明日へ馳せる思い出のカケラ
第14話 裏切りの代償
 時が経つのは早いモンだ。最近は切実にそう感じられずにはいられない。

 今という一瞬だけはやたらと長く感じているのに、気がつけばそれは過去という時間軸に刻まれた化石に変わり果てている。

 何一つ代わり映えの無い生活。毎日が単調で同じ事の繰り返し。
 そんな日常が時間の経過を途轍もなく早く感じさせる要因なんだろう。

 かろうじて季節の変化くらいは気付けるけど、身近な曜日感覚なんかは怪しくて仕方がない。

 さらに付け加えれば、昼夜が逆転した暮らしを続ける影響もあるんだろう。
 やっぱり人っていう生き物は、陽の光によって目覚め、月が昇る頃に眠りに落ちるのが普通なんだよね。

 そしてそんな生活が人の本来持つべき感覚を培っていくんだよ。
 だからそれと真逆の生活を送る俺の感覚は狂ってしまった。壊れてしまったんだ。――って思いたいんだけど、それは少し違うのかな。


 確かに世間一般でいうところの普通の生活とは正反対な生き方をしている。
 でも俺はむしろ自分からそんな暮らしを望み、そして実際に身を投じたんだ。

 誰に強いられたわけでもない、自分自身の意志でね。
 それに体調は至って健康だし、風邪なんて最後にひいたのかはいつだったのか思い出せもしない。

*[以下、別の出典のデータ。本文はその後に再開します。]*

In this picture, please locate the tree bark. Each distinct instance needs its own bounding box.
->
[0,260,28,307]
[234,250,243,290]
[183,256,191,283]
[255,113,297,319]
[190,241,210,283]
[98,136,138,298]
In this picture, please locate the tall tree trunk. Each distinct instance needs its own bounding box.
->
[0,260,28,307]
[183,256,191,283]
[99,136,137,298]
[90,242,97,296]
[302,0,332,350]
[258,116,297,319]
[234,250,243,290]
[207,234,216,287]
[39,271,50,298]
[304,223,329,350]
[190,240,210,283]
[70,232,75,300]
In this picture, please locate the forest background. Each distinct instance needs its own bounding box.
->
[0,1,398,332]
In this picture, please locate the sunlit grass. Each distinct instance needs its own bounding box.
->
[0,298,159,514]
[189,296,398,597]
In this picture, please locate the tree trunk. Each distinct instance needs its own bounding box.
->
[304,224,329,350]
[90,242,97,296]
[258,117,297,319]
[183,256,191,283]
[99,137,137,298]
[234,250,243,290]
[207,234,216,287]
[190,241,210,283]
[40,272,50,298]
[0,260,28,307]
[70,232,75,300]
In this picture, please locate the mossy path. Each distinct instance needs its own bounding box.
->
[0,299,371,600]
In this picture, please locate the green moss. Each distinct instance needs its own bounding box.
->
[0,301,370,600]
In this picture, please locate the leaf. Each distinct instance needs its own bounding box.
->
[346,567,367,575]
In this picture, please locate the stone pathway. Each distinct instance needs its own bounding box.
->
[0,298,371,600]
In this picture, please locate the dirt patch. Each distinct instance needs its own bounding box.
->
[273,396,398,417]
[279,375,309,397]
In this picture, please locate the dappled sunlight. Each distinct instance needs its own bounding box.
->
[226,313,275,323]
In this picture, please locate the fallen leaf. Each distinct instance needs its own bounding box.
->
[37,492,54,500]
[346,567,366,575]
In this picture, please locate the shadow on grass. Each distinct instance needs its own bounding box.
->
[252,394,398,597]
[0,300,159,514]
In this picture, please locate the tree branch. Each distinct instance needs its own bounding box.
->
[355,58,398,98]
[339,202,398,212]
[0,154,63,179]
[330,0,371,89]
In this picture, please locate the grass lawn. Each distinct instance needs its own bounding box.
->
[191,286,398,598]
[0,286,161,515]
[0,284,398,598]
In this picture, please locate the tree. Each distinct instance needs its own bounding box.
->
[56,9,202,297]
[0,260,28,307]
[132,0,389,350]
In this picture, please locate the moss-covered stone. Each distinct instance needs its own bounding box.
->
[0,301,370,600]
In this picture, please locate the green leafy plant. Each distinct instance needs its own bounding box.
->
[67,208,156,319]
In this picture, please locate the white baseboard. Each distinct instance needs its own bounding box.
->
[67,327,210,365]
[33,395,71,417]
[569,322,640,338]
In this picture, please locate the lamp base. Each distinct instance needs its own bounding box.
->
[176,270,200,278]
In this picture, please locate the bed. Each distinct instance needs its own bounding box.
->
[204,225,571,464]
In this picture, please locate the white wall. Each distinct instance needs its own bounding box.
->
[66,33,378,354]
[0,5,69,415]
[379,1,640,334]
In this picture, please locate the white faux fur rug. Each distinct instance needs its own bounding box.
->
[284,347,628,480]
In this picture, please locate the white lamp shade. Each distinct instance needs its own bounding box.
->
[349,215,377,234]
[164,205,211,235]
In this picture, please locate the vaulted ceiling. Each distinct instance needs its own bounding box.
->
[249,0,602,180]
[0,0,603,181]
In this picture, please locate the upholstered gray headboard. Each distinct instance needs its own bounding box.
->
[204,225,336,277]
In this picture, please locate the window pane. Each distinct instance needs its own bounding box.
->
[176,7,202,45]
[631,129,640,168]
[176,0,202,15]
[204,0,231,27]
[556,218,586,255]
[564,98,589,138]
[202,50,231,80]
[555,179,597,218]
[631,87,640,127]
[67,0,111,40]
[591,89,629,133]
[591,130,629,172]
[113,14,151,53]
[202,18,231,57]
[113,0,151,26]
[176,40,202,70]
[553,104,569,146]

 だから時間の経過をやけに早く感じる本質は、俺の感覚的な因子でもなく、また肉体的な要素から来るものでもないんだよね。

 あの日、あの瞬間に俺の時間は止まってしまった。
 なにをバカな話しをしているんだって失笑するかも知れないけどね、でも俺にとっては大真面目な話なんだよ。

 もちろん生きている限り時間は進んでいく。
 だけど俺の心は遠い過去から一歩たりとも進めていないんだ。

 あの日、君が走り去ったあの瞬間からね。

 だから俺の心の時間は止まったままなんだよ。
 要は俺だけを置いてきぼりにして時間は相も変わらず進んでいく。それが正解なんだよね。

 俺は胸の内でその答えを明確に把握出来ていたからこそ、あえてこんな暮らしを望んだんだ。
 ううん、俺はそんな暮らしに逃げ込んだんだよ。他人との接触を避けたいが為だけにね。

 俺だけが取り残されている。
 そんな居た堪れない感覚に心が支配されているからこそ、俺は孤独に焦がれそれを欲したんだ。

 人並みの生活をしていたら、嫌でも周囲の人達と自分を比較してしまうからね。
 そして手っ取り早くそんな状況から脱するには、孤独に逃げ込むしかなかったんだよ。
 いや、少なくとも俺にはそれしか考えられなかったんだ。